Why can I use `>>=` without an explicit or implicit definition?

Question

I have defined a type X as

newtype X i o = X { runX :: Int -> i -> IO o }

I have made an instance of Functor, Applicative and Monad with

instance Functor (X i) where
  fmap f a = X $ \ i o -> liftA f $ runX a i o

instance Applicative (X i) where
  pure x  = X $ \ _ _ -> return x
  a <*> b = X $ \ i o -> liftA2 (<*>) (runX a i o) (runX b i o)

instance Monad (X i) where
  return = pure
  a >> b = X $ \ i o -> runX a i o >> runX b i o

As you could probably tell, I have been, thusfar, unable to come up with a definition for >>=, and so have excluded it. I expected this to error on compile, but in fact, all it did was raise a warning. Fine, so it doesn't check that all the methods of a class are defined, but then surely I can't actually use >>=. Nope, wrong once again. To my great astonishment, GHCi happily evaluates let x = pure 5 >>= pure.
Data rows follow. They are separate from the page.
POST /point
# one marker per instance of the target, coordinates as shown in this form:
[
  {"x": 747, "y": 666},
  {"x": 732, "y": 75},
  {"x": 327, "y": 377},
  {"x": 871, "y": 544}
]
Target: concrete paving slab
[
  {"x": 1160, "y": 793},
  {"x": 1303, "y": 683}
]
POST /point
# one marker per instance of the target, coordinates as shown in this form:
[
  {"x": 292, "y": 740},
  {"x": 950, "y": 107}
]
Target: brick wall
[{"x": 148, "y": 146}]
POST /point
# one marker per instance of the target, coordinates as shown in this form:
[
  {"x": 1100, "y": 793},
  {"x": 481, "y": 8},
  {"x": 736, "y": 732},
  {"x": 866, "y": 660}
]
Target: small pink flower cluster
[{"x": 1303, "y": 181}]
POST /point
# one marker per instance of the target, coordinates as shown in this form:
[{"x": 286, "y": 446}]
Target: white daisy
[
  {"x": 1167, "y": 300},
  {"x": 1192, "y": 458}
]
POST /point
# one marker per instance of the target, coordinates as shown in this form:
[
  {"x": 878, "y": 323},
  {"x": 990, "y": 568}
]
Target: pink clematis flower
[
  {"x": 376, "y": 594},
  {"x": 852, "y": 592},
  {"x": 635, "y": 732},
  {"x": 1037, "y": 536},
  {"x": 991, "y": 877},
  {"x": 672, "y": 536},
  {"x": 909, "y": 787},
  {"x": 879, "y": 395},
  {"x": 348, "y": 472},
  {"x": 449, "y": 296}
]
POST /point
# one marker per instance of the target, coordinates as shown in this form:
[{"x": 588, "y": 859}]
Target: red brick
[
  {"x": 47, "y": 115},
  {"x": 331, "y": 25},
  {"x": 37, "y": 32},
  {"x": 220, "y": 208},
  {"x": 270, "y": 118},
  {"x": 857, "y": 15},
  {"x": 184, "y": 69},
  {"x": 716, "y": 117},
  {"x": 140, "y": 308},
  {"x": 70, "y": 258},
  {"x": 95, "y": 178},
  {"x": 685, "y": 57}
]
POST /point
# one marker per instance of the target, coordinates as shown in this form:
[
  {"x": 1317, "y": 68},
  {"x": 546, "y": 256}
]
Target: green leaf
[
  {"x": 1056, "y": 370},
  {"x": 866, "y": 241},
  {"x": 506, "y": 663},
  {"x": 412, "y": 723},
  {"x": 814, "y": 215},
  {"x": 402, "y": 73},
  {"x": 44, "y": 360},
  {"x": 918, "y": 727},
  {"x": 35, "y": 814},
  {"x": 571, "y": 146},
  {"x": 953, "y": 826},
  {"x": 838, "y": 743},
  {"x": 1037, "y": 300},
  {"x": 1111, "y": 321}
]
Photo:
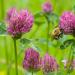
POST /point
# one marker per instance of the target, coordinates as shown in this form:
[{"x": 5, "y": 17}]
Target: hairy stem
[
  {"x": 16, "y": 63},
  {"x": 6, "y": 54}
]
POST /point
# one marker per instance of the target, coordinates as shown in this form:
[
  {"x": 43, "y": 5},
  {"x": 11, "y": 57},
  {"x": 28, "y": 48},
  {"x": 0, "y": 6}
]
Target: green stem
[
  {"x": 47, "y": 33},
  {"x": 32, "y": 72},
  {"x": 6, "y": 54},
  {"x": 15, "y": 50},
  {"x": 2, "y": 10}
]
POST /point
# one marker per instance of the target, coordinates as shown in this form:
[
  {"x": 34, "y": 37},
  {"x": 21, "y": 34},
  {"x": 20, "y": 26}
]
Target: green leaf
[
  {"x": 25, "y": 41},
  {"x": 39, "y": 14},
  {"x": 2, "y": 28}
]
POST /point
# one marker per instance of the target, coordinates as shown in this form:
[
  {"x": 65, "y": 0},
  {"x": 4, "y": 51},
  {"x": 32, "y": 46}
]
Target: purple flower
[
  {"x": 31, "y": 60},
  {"x": 49, "y": 64},
  {"x": 10, "y": 13},
  {"x": 19, "y": 23},
  {"x": 67, "y": 23},
  {"x": 47, "y": 7},
  {"x": 70, "y": 64}
]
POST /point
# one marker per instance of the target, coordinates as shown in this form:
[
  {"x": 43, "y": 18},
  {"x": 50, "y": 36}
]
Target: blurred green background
[{"x": 37, "y": 32}]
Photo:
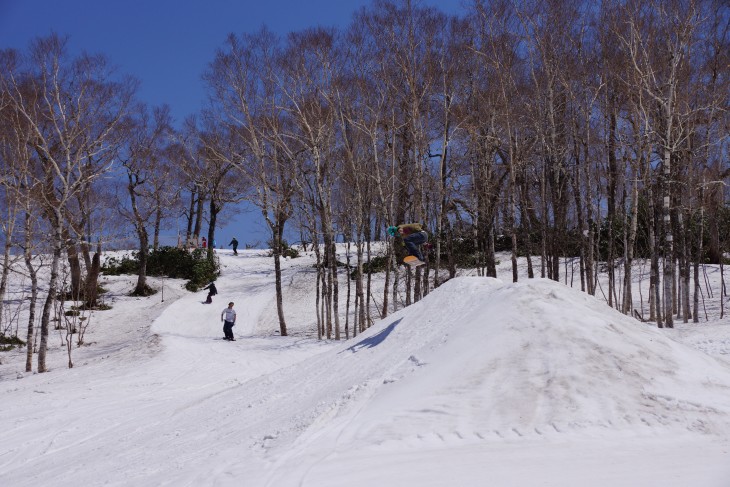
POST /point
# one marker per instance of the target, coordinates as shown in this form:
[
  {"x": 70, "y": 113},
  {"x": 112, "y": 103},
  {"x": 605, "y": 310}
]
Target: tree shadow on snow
[{"x": 376, "y": 339}]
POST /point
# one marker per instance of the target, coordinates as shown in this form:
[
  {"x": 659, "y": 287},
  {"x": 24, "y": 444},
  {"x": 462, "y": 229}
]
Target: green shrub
[
  {"x": 286, "y": 249},
  {"x": 8, "y": 343},
  {"x": 170, "y": 262}
]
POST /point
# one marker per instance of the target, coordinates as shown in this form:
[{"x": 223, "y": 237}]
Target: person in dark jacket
[
  {"x": 413, "y": 236},
  {"x": 212, "y": 291},
  {"x": 228, "y": 317}
]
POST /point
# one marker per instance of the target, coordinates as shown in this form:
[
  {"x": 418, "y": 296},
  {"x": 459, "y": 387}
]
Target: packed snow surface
[{"x": 482, "y": 382}]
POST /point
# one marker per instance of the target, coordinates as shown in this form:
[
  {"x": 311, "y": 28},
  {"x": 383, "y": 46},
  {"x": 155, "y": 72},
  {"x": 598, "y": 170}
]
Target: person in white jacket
[{"x": 228, "y": 317}]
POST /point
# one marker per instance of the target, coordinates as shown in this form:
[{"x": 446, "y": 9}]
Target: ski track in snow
[{"x": 479, "y": 377}]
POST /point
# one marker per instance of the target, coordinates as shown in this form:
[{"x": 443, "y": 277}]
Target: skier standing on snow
[
  {"x": 212, "y": 291},
  {"x": 413, "y": 236},
  {"x": 228, "y": 317}
]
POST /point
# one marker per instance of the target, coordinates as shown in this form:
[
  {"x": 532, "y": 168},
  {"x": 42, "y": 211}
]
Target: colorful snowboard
[{"x": 413, "y": 261}]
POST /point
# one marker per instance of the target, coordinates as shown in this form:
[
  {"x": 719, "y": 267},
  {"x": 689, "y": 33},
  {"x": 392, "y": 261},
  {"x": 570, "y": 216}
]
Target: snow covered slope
[{"x": 480, "y": 383}]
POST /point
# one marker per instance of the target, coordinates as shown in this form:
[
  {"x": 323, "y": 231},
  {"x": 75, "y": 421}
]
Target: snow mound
[{"x": 482, "y": 359}]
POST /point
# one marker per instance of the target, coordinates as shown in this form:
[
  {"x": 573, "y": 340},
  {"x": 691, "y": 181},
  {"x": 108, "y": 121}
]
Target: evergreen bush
[{"x": 169, "y": 262}]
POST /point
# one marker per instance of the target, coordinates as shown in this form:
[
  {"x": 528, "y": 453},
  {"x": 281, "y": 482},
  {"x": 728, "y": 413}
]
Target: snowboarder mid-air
[
  {"x": 212, "y": 291},
  {"x": 413, "y": 236}
]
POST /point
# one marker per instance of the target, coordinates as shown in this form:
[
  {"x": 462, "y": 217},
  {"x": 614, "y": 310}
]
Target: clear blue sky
[{"x": 167, "y": 44}]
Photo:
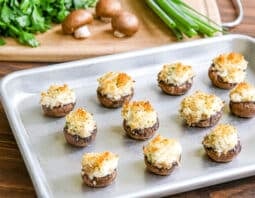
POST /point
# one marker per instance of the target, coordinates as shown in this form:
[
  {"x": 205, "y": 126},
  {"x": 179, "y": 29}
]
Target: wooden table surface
[{"x": 14, "y": 178}]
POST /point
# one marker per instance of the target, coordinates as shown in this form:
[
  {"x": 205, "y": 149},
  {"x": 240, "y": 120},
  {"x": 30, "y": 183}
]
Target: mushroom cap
[
  {"x": 108, "y": 8},
  {"x": 76, "y": 19},
  {"x": 126, "y": 23}
]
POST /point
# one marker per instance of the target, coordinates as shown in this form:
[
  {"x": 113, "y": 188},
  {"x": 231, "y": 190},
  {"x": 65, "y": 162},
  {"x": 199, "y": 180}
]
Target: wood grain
[
  {"x": 58, "y": 47},
  {"x": 15, "y": 181}
]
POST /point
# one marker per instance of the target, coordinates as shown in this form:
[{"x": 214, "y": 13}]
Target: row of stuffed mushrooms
[{"x": 109, "y": 11}]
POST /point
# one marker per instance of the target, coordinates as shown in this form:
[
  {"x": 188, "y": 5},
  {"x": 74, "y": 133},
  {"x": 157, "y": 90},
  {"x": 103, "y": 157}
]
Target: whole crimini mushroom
[
  {"x": 106, "y": 9},
  {"x": 76, "y": 23},
  {"x": 124, "y": 24}
]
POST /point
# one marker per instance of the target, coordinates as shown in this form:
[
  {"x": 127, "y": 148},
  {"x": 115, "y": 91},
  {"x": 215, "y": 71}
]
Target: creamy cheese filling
[
  {"x": 230, "y": 67},
  {"x": 99, "y": 164},
  {"x": 57, "y": 96},
  {"x": 200, "y": 106},
  {"x": 176, "y": 74},
  {"x": 231, "y": 74},
  {"x": 118, "y": 34},
  {"x": 222, "y": 138},
  {"x": 115, "y": 85},
  {"x": 80, "y": 122},
  {"x": 243, "y": 92},
  {"x": 163, "y": 152},
  {"x": 138, "y": 116}
]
Control.Monad does not export a default definition of >>=, and I certainly haven't defined one, so how is this possible?

Answer 1

Given your corrected definition, if I try to define and then use x, I get the expected runtime exception:

λ> let x = pure 5 >>= pure :: X Int Int
λ> runX x 5 5
*** Exception: foo.hs:12:10-20: No instance nor default method for class operation GHC.Base.>>=

There are two possible reasons why you would not see that.

The first is that you just ran the let but never tried evaluating the result. Since Haskell is lazy, let x = ... doesn't actually do anything. x will only get evaluated when you actually try to use it (with, ie, runX), so that's when you would hit the error.

The other possibility is that you used a let without specifying the type:

λ> let x = pure 5 >>= pure
λ> x
5

Here, x is polymorphic in the monad m it uses. To print something useful for polymorphic terms like this one, ghci defaults m to IO, which works correctly and gives you 5, but doesn't tell you anything useful about your custom monad.